The is a lot of confusion and a host of myths about what Paid Search is for.
- Some feel like good SEM will lead to good SEO (there is virtually no relationship).
- Some feel like it will provide virtually unlimited growth to their business.
- Some feel like it will be all they need.
We will review some of these beliefs and try to set PPC in its proper context, and explain what we mean about fishing!
Demand Capture, Not Creation
Think of demand and interested users as fish and then the metaphor illustrates the difference between Paid Search and just about every other digital ad medium.
Paid Search is you as an advertiser with a bunch of nets trawling through the Web’s ocean, catching demand (fish). You use different nets (keywords or match types, for instance) to catch different forms of demand. You target parts of the ocean where the right types of people/fish will be. But Paid Search does not cultivate the fish nor provide the environment for the fish to breed.
Display, email and social advertising are the fish farm in this metaphor. They seed and feed the fish/demand and send them out into the open ocean for Paid Search to catch them.
Offering a novel service? Maybe push YouTube and display ads to drive awareness that such a new thing exists.
Launching a new company/new product/new product line? Perhaps drive your brand socially and through banner ads to stimulate searches and soften up people to search ads they’ll see later.
Non-marketing efforts, like word-of-mouth and similar organic sources, are the naturally occurring fish food floating about in the ocean. But the real impetus is given by the cultivation performed by the non-paid-search channels.
Unlimited Growth
PPC’s strength is in its transparency and efficiency. But PPC in terms of growing a business is reliant on two vital factors in how much it can really grow revenue:
- Is your site well-designed enough to drive visitors to convert at a good enough rate that you afford to pay for traffic?
- Is your profit margin robust enough that a significant chunk of it can be used to attract traffic to the site?
You wouldn’t spend a fortune on a Formula 1 car and not inflate the tires, so spending on PPC with a flawed site or business model makes no more sense than that.
The consequences of have razor thin margins are very little ability to cope with any rise in CPCs due to competition or other influence, and very little scope to bid enough and so get you enough traffic to be worth it.
If your site has a problem turning visitors into clients/customers, then any form of traffic buying is only going to bleed you dry.
The flip side is that if these criteria are strong, you’re going to make a lot of money through well-run PPC!

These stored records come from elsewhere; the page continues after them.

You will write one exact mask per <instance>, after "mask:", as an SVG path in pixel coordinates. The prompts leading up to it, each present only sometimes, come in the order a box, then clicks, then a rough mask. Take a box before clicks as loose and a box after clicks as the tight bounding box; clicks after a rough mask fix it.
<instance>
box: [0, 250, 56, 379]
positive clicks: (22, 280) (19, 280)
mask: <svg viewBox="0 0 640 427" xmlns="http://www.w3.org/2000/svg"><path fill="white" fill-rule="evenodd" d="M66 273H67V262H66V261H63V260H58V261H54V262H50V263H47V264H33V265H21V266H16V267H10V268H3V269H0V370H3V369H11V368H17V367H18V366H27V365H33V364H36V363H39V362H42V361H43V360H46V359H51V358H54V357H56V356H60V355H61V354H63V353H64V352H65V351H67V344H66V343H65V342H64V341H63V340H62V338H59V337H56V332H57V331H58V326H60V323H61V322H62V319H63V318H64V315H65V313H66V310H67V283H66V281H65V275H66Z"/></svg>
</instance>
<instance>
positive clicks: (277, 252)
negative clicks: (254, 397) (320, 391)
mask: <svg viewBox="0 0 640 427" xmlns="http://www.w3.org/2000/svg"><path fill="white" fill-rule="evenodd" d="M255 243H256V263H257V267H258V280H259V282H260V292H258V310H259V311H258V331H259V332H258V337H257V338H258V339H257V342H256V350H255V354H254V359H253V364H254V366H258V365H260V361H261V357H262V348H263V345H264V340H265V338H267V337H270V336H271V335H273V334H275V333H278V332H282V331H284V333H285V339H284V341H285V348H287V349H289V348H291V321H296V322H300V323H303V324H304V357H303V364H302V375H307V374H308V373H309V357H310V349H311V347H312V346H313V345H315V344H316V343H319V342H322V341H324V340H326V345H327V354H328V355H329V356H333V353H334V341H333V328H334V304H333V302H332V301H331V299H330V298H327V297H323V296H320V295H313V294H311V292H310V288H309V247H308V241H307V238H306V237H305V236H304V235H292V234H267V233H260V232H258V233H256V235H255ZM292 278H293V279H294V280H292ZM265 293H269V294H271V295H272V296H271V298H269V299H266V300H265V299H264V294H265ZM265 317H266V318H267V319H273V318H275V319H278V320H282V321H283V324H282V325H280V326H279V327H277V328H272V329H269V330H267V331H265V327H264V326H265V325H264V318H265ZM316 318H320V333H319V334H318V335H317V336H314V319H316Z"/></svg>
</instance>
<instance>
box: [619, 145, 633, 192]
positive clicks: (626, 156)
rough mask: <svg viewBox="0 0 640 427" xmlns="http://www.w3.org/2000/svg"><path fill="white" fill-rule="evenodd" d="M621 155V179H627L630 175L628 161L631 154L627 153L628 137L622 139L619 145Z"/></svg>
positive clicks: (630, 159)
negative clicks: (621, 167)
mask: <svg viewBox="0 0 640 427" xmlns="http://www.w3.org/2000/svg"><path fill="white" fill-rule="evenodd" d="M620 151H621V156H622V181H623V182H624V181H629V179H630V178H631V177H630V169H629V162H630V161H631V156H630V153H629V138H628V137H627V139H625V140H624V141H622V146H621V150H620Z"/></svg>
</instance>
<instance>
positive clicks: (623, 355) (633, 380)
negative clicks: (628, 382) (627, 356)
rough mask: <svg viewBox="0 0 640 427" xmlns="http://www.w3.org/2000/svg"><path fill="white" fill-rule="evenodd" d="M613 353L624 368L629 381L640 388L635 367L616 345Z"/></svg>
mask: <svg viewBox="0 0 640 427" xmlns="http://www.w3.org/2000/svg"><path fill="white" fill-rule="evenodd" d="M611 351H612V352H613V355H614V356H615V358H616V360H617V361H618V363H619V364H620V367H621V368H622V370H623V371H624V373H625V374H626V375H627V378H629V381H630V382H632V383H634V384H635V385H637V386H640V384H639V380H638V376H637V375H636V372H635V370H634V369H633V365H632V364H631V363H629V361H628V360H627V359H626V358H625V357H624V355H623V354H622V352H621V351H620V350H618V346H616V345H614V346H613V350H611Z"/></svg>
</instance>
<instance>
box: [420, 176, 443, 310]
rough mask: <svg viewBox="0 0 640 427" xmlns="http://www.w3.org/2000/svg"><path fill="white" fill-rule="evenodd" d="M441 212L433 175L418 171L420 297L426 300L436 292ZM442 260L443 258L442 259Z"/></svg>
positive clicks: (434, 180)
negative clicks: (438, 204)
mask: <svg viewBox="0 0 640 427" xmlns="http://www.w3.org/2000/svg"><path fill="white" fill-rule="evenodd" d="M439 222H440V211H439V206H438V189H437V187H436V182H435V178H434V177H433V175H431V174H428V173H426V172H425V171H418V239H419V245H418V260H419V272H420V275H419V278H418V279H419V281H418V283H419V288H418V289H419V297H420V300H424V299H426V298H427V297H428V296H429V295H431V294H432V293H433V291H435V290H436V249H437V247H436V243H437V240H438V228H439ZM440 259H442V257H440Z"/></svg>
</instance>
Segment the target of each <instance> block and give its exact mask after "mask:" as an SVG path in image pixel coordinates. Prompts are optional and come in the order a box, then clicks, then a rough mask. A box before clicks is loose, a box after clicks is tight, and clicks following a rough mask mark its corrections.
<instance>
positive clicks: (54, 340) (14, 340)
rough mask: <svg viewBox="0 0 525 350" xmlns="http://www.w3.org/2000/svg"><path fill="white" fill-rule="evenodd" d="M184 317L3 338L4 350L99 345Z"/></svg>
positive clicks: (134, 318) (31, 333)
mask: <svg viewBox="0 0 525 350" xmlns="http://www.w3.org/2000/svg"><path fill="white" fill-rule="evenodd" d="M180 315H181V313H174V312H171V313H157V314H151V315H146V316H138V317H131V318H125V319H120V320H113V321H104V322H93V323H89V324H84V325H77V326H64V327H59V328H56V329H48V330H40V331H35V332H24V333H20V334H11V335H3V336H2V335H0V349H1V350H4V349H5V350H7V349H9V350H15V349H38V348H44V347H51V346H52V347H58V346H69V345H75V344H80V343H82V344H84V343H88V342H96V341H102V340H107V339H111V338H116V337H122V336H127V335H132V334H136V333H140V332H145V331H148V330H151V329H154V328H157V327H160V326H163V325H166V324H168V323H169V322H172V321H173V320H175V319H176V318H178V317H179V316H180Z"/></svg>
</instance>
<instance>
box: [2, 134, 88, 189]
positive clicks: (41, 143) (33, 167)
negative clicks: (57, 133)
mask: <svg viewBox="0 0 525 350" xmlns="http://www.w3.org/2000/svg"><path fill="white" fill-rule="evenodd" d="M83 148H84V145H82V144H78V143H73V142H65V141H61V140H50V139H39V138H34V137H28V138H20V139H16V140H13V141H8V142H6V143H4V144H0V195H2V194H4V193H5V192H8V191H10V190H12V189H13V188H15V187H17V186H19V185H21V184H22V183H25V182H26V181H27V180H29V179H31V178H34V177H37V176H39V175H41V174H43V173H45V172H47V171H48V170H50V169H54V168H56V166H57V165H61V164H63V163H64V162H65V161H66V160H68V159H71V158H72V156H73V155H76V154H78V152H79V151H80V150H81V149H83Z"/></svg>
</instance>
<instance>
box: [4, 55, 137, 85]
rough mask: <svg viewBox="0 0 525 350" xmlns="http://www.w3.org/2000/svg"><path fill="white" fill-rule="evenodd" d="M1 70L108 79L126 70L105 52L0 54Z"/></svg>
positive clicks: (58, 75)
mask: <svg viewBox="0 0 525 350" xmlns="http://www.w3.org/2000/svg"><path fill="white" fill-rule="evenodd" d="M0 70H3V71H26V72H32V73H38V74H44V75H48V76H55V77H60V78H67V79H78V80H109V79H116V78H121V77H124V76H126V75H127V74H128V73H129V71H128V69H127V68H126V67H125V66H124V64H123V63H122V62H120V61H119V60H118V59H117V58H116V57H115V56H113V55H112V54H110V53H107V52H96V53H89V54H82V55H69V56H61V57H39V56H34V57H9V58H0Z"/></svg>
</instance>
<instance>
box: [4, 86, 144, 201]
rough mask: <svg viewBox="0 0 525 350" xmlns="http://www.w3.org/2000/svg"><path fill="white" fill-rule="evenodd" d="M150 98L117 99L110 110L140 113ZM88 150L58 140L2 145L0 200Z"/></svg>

Furthermore, if you are a well-established online business and brand, SEM alone cannot get you a huge swathe of new customers because you’re already in position to profitably capture the existing demand (assuming a well-run campaign). This takes us back to the fishing metaphor.
Paid Search Going Solo
To address the supposition that Paid Search might be the only tool you need, you can see from the fishing concept that Paid Search really needs active marketing elsewhere to reach its full potential.
There’s certainly demand out there, and it will be captured by PPC, but you will face a natural limit unless you supplement this channel with many other marketing and advertising initiatives.
Even in these days of in-market audiences in search and Remarketing Lists for Search Ads (RLSA), ultimately, if there’s no demand, there’s no search your Paid Search ads will be triggered by.
Prove It
Don’t just take our word for it, cross-channel attribution tools like Wizaly and Adobe Marketing Cloud can prove to you that Paid Search is only a fragment (but an important one) of your total marketing mix that is responsible for your online sales.